YOUR SOLIN GENERATED RECIPE
Grilled Vegetable Sandwich with Tempeh & Cheese
Enjoy a robust and satisfying Grilled Vegetable Sandwich featuring marinated tempeh, a melty slice of reduced-fat cheese, and a vibrant medley of grilled red bell pepper, zucchini, red onion, and fresh spinach, all layered between hearty whole grain bread. This balanced meal offers a delightful mix of textures and flavors, making it perfect for breakfast, lunch, or dinner.
INGREDIENTS
100 grams Tempeh
2 slices Whole Grain Bread
1 medium Red Bell Pepper
1 medium Zucchini
1/4 medium Red Onion
1 cup Fresh Spinach
1/2 tablespoon Olive Oil
1 ounce Reduced-Fat Cheddar Cheese
PREPARATION
Press the tempeh to remove excess moisture, then slice into thin pieces.

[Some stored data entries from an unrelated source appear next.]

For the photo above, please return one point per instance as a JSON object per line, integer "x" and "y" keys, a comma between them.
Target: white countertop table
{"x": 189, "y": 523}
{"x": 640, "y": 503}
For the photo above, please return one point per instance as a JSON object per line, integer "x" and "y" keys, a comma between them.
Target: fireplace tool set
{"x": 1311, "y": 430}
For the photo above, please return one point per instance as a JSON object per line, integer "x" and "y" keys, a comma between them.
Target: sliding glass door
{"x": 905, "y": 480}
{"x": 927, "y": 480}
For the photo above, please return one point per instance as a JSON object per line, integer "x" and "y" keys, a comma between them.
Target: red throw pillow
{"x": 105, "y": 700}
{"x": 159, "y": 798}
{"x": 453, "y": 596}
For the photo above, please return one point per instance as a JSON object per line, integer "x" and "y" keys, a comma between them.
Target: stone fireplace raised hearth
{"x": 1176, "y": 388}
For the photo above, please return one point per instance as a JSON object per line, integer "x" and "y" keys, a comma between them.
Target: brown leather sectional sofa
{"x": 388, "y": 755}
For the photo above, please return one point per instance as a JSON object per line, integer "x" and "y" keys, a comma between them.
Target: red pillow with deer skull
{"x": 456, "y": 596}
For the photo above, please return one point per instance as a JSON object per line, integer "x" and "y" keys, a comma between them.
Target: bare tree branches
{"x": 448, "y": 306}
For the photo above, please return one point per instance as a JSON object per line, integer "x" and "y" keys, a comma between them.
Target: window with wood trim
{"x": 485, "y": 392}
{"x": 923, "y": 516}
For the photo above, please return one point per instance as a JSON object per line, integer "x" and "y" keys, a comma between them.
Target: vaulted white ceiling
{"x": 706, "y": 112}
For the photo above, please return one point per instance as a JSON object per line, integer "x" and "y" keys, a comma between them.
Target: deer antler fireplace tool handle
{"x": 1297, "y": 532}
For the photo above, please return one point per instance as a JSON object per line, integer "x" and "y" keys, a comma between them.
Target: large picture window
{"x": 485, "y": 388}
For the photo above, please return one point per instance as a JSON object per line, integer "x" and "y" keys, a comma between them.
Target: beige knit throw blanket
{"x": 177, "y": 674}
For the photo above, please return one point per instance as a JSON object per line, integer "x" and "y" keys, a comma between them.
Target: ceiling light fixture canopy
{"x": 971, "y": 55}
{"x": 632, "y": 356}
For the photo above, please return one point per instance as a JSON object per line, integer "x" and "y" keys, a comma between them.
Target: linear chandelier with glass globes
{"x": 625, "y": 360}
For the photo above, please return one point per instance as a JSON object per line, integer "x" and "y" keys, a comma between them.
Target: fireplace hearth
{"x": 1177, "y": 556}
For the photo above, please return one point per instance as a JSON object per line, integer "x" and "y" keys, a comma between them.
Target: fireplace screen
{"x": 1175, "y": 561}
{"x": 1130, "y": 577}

In a small bowl, drizzle the tempeh with olive oil, adding a pinch of salt and pepper. Allow it to marinate while preparing the vegetables.
Slice the red bell pepper, zucchini, and red onion into thin strips.
Preheat a grill pan or outdoor grill over medium-high heat. Lightly brush the vegetables with a bit of olive oil and grill them until they are tender and have nice char marks, about 3-4 minutes per side.
Meanwhile, grill the marinated tempeh slices for about 3 minutes per side until grill marks appear and they are heated through.
Lightly toast the whole grain bread slices. Place the grilled tempeh on one slice of bread, then layer the grilled vegetables on top.
Add a handful of fresh spinach and place the reduced-fat cheddar cheese over the vegetables.
Top with the second slice of toasted bread, slice the sandwich in half, and enjoy while warm.